Each sub-package had it’s own dependencies I needed to deal with where the imports and dependencies for those packages happen one level deeper when the module actually gets imported. What the user sees, that way it can be imported like a module.
from global_chem_extensions import GlobalChemExtensions
gc = GlobalChem()
cheminformatics = GlobalChemExtensions().cheminformatics()
Turns out you pip install a package and not have all the dependencies to make it work if it never touches the module that depends on that software. This is where it gets tricky. I setup.py
file with the extras_require
option for the different dependencies based on the submodule.
extras_require={
'cheminformatics': [
'partialsmiles', 'pysmiles', 'deepsmiles',
'selfies', 'molvs', 'flask', 'plotly', 'kaleido',
'bokeh', 'molpdf', 'dimorphite_dl',
'scaffoldgraph'
],
'bioinformatics': [
'biopython', 'dna_features_viewer', 'biopandas',
'pypdb'
],
'development_operations': [''],
'quantum_chemistry': ['moly', 'kaleido', 'pyyaml==3.13'],
'forcefields': [
'rdkit-pypi', 'partialsmiles', 'pysmiles', 'deepsmiles',
'selfies', 'molvs'
],
'graphing': ['plotly'],
},
This now gets it where the user installs like so:
pip install global-chem-extensions[cheminformatics]

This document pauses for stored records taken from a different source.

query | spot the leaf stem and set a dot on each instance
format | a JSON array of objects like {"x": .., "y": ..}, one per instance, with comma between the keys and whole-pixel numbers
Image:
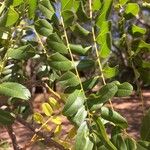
[
  {"x": 96, "y": 49},
  {"x": 71, "y": 55}
]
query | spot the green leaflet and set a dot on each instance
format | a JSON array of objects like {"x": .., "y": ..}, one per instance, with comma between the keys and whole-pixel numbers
[
  {"x": 104, "y": 13},
  {"x": 130, "y": 143},
  {"x": 21, "y": 53},
  {"x": 9, "y": 18},
  {"x": 137, "y": 31},
  {"x": 119, "y": 142},
  {"x": 123, "y": 2},
  {"x": 6, "y": 118},
  {"x": 32, "y": 8},
  {"x": 87, "y": 85},
  {"x": 83, "y": 141},
  {"x": 43, "y": 27},
  {"x": 74, "y": 102},
  {"x": 96, "y": 5},
  {"x": 38, "y": 118},
  {"x": 114, "y": 117},
  {"x": 105, "y": 44},
  {"x": 131, "y": 10},
  {"x": 79, "y": 30},
  {"x": 17, "y": 2},
  {"x": 14, "y": 90},
  {"x": 105, "y": 93},
  {"x": 145, "y": 127},
  {"x": 46, "y": 8},
  {"x": 144, "y": 144},
  {"x": 60, "y": 62},
  {"x": 78, "y": 49},
  {"x": 47, "y": 109},
  {"x": 124, "y": 89},
  {"x": 69, "y": 79},
  {"x": 101, "y": 132},
  {"x": 68, "y": 18},
  {"x": 110, "y": 72},
  {"x": 66, "y": 4},
  {"x": 80, "y": 116},
  {"x": 55, "y": 43},
  {"x": 84, "y": 64}
]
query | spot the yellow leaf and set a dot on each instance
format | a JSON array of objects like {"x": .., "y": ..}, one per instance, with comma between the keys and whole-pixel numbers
[
  {"x": 58, "y": 130},
  {"x": 56, "y": 120},
  {"x": 72, "y": 133},
  {"x": 54, "y": 104},
  {"x": 47, "y": 127},
  {"x": 47, "y": 109},
  {"x": 38, "y": 118}
]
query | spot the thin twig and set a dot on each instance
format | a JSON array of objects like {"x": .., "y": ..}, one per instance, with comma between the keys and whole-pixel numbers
[
  {"x": 13, "y": 137},
  {"x": 96, "y": 49}
]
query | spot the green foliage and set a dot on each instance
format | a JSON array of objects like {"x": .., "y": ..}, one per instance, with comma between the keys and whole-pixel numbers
[
  {"x": 16, "y": 90},
  {"x": 83, "y": 47},
  {"x": 6, "y": 118},
  {"x": 145, "y": 131}
]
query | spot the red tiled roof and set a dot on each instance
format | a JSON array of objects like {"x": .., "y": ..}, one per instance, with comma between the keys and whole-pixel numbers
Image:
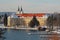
[{"x": 31, "y": 14}]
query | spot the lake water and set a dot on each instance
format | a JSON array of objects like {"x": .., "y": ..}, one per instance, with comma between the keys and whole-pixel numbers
[
  {"x": 24, "y": 35},
  {"x": 11, "y": 34}
]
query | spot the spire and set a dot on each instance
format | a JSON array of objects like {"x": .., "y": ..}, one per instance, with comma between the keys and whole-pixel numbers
[{"x": 18, "y": 8}]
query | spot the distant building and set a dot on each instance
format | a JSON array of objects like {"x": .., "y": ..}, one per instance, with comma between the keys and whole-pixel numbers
[{"x": 23, "y": 19}]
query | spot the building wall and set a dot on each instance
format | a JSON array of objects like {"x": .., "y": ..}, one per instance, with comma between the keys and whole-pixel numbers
[{"x": 24, "y": 21}]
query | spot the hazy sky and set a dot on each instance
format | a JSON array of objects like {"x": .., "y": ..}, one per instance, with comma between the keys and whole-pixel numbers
[{"x": 30, "y": 5}]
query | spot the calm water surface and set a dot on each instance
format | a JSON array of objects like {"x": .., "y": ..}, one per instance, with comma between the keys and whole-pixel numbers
[{"x": 10, "y": 34}]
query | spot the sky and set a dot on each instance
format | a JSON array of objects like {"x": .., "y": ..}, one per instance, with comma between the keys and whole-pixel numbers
[{"x": 47, "y": 6}]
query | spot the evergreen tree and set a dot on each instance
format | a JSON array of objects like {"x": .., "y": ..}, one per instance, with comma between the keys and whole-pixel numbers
[
  {"x": 34, "y": 22},
  {"x": 5, "y": 20}
]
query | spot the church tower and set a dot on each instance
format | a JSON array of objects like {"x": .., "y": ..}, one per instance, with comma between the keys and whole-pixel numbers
[
  {"x": 21, "y": 10},
  {"x": 18, "y": 11}
]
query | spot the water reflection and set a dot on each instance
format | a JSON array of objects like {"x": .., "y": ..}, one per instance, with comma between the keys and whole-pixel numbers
[
  {"x": 2, "y": 32},
  {"x": 13, "y": 34}
]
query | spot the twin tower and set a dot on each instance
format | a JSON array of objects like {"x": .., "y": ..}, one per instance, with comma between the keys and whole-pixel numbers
[{"x": 20, "y": 10}]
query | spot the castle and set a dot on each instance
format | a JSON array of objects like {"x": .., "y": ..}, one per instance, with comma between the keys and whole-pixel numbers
[{"x": 22, "y": 19}]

Which is not as clean as I would like it. And what I did next might not be as best practice where I changed the global-chem
setup file to include the different categories and install the tools via it’s extra requires.
extras_require={
'graphing': ['global-chem-extensions[graphing]'],
'forcefields': ['global-chem-extensions[forcefields]'],
'bioinformatics': ['global-chem-extensions[bioinformatics]'],
'cheminformatics': ['global-chem-extensions[cheminformatics]'],
'quantum_chemistry': ['global-chem-extensions[quantum_chemistry]'],
'development_operations': ['global-chem-extensions[development_operations]'],
'all': [
'global-chem-extensions[graphing]',
'global-chem-extensions[forcefields]',
'global-chem-extensions[bioinformatics]',
'global-chem-extensions[cheminformatics]',
'global-chem-extensions[quantum_chemistry]',
'global-chem-extensions[development_operations]',
]
},
Which worked out pretty well:
pip install global-chem[cheminformatics] --upgrade
This took some time to figure out and was tricky to implement. I don’t know how others have accomplished distribution architectures for python package but I hope this one is robust enough for now.